We never got to that part of the discussion in class. I remarked how young and fresh they all were. I hope they all do well.

--Mike Sato


Salish Sea Communications: Truth Well Told
 

Tuesday, October 4, 2011

Working Animals, or, Do Animals Work (For Causes)?

The Environmental Priorities Coalition last week sent out an action alert asking activists to tell the state Fish and Wildlife Commission to approve the state’s Wolf Conservation and Management Plan. Kerry McHugh who sent out the alert said that the response was one of the best she’s seen. “Wolves are a lightening rod,” she said.

Jo Bailey sent a video link this morning showing a humpback whale rescue in the Sea of Cortez. The subject line said: Humpback Whale gives show after being freed. WATCH THIS!!! Of course, I watched it. It was awesome; made me thankful for the Earth Island Institute’s Great Whale Conservancy.

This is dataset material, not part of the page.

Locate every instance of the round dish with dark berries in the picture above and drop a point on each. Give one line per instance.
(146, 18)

From past experience I’ve seen Facebook posts and Twitter feeds featuring whales, bears and wolves rack up the hits— while links to policy and politics issues languish. Animals, it seems, are no-brainer attention-getters when it comes to getting your advocacy message up front.

Does the polar bear on the Arctic ice floe ‘work’?

Atlantic senior editor Alexis Madrigal raises an thoughtful point in his blog Fighting Climate Change Is Not About Environmentalism   He contended earlier that President Obama should say that stopping global warming isn’t about nature or ‘saving the planet’ because some kinds of plants and animals will survive but it’s human infrastructure that’s at risk. “We’ve built cities predicated on one climate and now those places have a new one. Climactic chaos is expensive,” he wrote. Life survives because ecosystems, even those stressed by rising temperatures, are resilient.

But: “Human-built environments, on the other hand, are very efficient and very brittle. They function best in a very narrow set of temperature and precipitation conditions....Now start fiddling with the climate of the place. Most of the time things are fine, but when you hit an extreme that you don't normally (floods, snow, heat, etc), stuff starts to go haywire. The infrastructure you built is encountering conditions it wasn't designed to withstand. And so it breaks.

“Somehow polar bears became the charismatic emblem of what was wrong with global warming; I think we should have made it a mayor instead.”